Par jugement en date du 26 février 2020, le tribunal judiciaire d'Amiens a ainsi statué:
-Déclare irrecevables les demandes de l'Earl Tacquet dirigées contre M.[H];
-Déboute l'Earl Tacquet de ses demandes dirigées contre la société SEDEF;
-Condamne l'Earl Tacquet à payer à la la société SEDEF la somme de 10.889,41 euros augmentée des intérêts au taux légal à compter du 28 septembre 2017;
-Condamne in solidum M.[U] et la MAF à payer à l'Earl Tacquet , la somme de 41.194,80 euros à titre de dommages et intérêts;
-Condamne l'Earl Tacquet à payer à M.[U] la somme de 4.817,84 euros au titre des factures impayées;
-Ordonne la compensation entre cette condamnation et celle de M.[U] prononcée au profit de l'Earl Tacquet,
-Condamne in solidum M.[U] et la MAF aux dépens dont le coût de l'expertise judiciaire;
-Condamne in solidum M.[U] et la MAF à payer à l'Earl Tacquet, la somme de 1.500 euros au titre de l'article 700 du code de procédure civile;
-Condamne l'Earl Tacquet à payer à la société SEDEF la somme de 1.500 euros sur le fondement de l'article 700 du code de procédure civile;
-Rejette les demandes de la MAF, de M.[U] et de M.[H] fondées sur l'article 700 du code de procédure civile;
-Ordonne l'exécution provisoire du jugement.
L'Earl Tacquet a interjeté appel de ce jugement le 20 mai 2020 et a remis ses conclusions d'appelant au greffe le 19 août 2020.
M.[H] et la MAF ont interjeté appel du jugement le 18 juin 2020, ont intimé l'ensemble des parties et ont remis leurs conclusions d'appelant au greffe le 16 septembre 2020. Ils ont fait signifier la déclaration d'appel et leurs conclusions d'appelant à M.[U], intimé non constitué, par acte des 11 août 2020 remis à l'étude et 17 septembre 2020 remis à domicile.
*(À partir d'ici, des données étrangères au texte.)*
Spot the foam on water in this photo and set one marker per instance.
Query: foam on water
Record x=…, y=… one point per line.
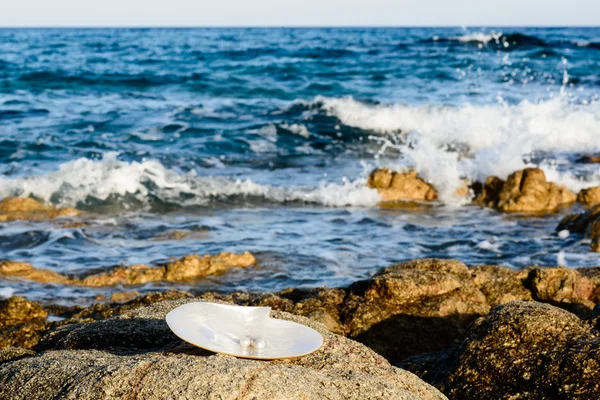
x=77, y=180
x=491, y=139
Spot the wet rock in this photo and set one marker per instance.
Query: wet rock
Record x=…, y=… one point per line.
x=403, y=310
x=563, y=287
x=501, y=285
x=520, y=350
x=524, y=191
x=22, y=322
x=135, y=355
x=585, y=223
x=590, y=196
x=393, y=186
x=13, y=208
x=187, y=268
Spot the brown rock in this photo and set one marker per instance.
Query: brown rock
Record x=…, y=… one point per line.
x=13, y=208
x=590, y=196
x=528, y=191
x=584, y=223
x=402, y=310
x=187, y=268
x=563, y=287
x=22, y=322
x=500, y=285
x=524, y=191
x=394, y=186
x=136, y=356
x=520, y=350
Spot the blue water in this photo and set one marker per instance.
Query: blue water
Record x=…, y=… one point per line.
x=262, y=139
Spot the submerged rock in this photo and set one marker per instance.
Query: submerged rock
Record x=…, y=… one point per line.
x=585, y=223
x=520, y=350
x=524, y=191
x=22, y=322
x=187, y=268
x=13, y=208
x=590, y=196
x=136, y=355
x=394, y=186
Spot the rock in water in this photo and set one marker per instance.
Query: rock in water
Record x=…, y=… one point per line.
x=394, y=186
x=136, y=356
x=186, y=268
x=520, y=350
x=524, y=191
x=590, y=196
x=13, y=208
x=587, y=223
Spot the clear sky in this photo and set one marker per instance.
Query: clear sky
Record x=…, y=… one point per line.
x=298, y=12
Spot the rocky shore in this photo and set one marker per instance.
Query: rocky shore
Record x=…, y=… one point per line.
x=472, y=332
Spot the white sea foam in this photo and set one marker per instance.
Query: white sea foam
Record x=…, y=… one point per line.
x=495, y=138
x=77, y=180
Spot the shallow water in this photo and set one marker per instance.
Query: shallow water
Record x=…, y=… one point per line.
x=262, y=139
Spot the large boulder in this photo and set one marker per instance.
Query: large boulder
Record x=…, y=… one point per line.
x=414, y=307
x=520, y=350
x=585, y=223
x=394, y=186
x=135, y=355
x=525, y=191
x=13, y=208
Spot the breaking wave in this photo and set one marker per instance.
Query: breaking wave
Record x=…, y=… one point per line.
x=83, y=180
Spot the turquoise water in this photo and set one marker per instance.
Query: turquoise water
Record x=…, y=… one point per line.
x=262, y=139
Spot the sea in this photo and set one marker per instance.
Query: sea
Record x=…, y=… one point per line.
x=182, y=141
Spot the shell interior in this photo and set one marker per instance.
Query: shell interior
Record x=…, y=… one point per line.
x=239, y=331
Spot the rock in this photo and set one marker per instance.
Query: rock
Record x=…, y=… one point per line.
x=187, y=268
x=22, y=322
x=501, y=285
x=587, y=223
x=136, y=356
x=402, y=310
x=520, y=350
x=524, y=191
x=563, y=287
x=590, y=196
x=13, y=208
x=394, y=186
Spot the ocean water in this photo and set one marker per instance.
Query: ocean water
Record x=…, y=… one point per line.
x=262, y=140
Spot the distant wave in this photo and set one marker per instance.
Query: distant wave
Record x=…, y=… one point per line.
x=84, y=181
x=446, y=144
x=509, y=40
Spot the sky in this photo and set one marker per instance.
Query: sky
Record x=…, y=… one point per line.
x=299, y=13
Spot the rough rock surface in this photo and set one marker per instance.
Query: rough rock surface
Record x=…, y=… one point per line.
x=520, y=350
x=524, y=191
x=585, y=223
x=12, y=208
x=187, y=268
x=589, y=196
x=136, y=356
x=22, y=322
x=393, y=186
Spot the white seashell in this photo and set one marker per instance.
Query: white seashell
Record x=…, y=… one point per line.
x=246, y=332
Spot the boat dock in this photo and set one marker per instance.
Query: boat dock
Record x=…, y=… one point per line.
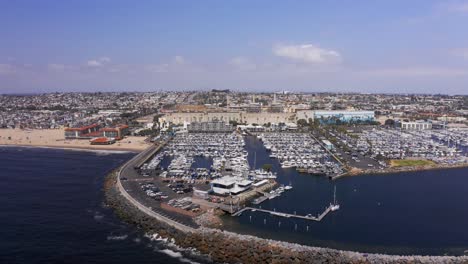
x=312, y=218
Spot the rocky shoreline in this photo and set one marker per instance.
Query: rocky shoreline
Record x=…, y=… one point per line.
x=360, y=172
x=228, y=247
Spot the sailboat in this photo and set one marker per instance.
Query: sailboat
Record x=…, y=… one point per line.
x=335, y=206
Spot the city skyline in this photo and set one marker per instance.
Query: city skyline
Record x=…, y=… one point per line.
x=392, y=47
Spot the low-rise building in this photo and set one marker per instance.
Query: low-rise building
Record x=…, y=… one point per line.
x=229, y=185
x=416, y=125
x=209, y=127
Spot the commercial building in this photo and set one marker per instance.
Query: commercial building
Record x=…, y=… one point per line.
x=209, y=127
x=81, y=132
x=417, y=125
x=336, y=117
x=239, y=117
x=102, y=141
x=94, y=131
x=229, y=185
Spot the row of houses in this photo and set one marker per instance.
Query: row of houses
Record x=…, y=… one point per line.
x=262, y=118
x=96, y=131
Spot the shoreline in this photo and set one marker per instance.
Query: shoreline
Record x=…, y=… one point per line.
x=75, y=148
x=229, y=247
x=55, y=138
x=400, y=170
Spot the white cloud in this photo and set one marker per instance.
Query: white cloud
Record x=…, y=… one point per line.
x=179, y=60
x=308, y=53
x=461, y=53
x=98, y=62
x=56, y=67
x=6, y=69
x=417, y=72
x=176, y=64
x=242, y=63
x=458, y=7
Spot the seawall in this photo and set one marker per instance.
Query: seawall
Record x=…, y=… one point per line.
x=228, y=247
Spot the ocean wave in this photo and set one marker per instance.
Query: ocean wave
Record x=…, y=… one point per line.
x=176, y=255
x=122, y=237
x=170, y=248
x=98, y=216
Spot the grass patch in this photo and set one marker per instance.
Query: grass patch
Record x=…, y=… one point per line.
x=411, y=163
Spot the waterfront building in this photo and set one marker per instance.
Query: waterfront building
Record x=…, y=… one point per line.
x=209, y=127
x=80, y=132
x=179, y=118
x=305, y=114
x=102, y=141
x=93, y=131
x=117, y=132
x=334, y=117
x=416, y=125
x=228, y=185
x=328, y=145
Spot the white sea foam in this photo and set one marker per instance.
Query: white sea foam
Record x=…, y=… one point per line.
x=176, y=255
x=122, y=237
x=98, y=216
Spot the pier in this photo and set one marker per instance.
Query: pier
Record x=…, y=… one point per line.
x=312, y=218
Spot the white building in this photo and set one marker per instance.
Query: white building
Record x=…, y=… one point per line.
x=230, y=185
x=416, y=125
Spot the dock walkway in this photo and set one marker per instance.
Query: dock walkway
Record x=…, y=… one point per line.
x=312, y=218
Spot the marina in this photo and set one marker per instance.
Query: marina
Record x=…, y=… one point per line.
x=300, y=151
x=440, y=146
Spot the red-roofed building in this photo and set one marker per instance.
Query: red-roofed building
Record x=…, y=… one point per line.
x=102, y=141
x=93, y=131
x=80, y=132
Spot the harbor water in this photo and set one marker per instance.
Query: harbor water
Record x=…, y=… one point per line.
x=52, y=211
x=403, y=213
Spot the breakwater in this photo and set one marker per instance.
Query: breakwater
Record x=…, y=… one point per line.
x=230, y=247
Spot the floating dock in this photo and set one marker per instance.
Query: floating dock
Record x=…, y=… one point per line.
x=312, y=218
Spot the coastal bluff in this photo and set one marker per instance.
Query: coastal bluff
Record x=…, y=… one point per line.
x=228, y=247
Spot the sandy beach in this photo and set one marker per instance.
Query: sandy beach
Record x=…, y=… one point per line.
x=54, y=138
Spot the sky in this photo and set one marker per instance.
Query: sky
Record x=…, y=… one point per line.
x=416, y=46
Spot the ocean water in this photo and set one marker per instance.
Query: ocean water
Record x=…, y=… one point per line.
x=51, y=211
x=422, y=212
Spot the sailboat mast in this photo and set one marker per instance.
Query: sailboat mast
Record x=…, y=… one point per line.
x=255, y=160
x=334, y=196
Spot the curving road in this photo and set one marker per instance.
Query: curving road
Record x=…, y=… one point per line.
x=128, y=169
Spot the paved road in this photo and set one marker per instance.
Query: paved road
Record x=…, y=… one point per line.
x=128, y=171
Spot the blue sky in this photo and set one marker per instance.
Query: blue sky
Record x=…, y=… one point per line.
x=348, y=46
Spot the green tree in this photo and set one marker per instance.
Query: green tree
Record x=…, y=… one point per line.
x=267, y=167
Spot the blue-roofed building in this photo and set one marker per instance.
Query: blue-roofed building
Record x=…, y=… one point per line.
x=344, y=117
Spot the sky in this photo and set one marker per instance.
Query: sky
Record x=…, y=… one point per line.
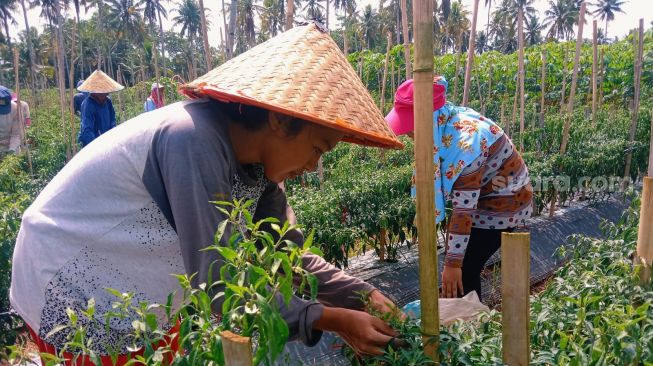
x=633, y=10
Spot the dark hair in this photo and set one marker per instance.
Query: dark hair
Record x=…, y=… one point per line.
x=254, y=118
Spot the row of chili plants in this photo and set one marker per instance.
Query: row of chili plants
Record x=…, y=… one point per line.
x=365, y=192
x=593, y=311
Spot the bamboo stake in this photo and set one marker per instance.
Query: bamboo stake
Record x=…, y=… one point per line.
x=543, y=89
x=385, y=71
x=520, y=27
x=515, y=291
x=635, y=115
x=424, y=158
x=644, y=254
x=574, y=79
x=382, y=244
x=564, y=78
x=470, y=55
x=237, y=349
x=404, y=29
x=650, y=153
x=594, y=72
x=21, y=118
x=71, y=78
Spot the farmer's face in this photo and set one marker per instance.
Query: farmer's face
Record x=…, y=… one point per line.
x=290, y=156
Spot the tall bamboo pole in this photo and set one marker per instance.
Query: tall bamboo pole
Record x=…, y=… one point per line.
x=515, y=291
x=594, y=72
x=21, y=118
x=428, y=260
x=404, y=29
x=60, y=75
x=574, y=79
x=205, y=37
x=385, y=71
x=520, y=27
x=543, y=88
x=470, y=55
x=639, y=53
x=563, y=90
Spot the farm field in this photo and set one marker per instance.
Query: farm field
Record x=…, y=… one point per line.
x=583, y=143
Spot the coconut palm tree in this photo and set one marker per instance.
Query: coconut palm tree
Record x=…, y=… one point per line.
x=561, y=17
x=125, y=17
x=312, y=7
x=533, y=31
x=606, y=9
x=188, y=17
x=7, y=8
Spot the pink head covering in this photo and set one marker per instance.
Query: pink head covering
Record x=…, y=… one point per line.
x=401, y=117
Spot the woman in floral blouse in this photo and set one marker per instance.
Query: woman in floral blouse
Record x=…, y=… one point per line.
x=479, y=170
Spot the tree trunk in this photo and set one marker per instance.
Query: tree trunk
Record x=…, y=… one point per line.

Dans le cadre de cette procédure, par conclusions du 27 octobre 200, l'Earl Taquet a interjeté appel incident notamment à l'encontre de M.[U] qu'elle n'avait pas intimé dans le cadre de son appel principal. Elle lui a fait signifier ses conclusions par acte du 16 novembre 2020.
Les deux procédures ont été jointes par ordonnance du conseiller de la mise en état le 12 janvier 2021.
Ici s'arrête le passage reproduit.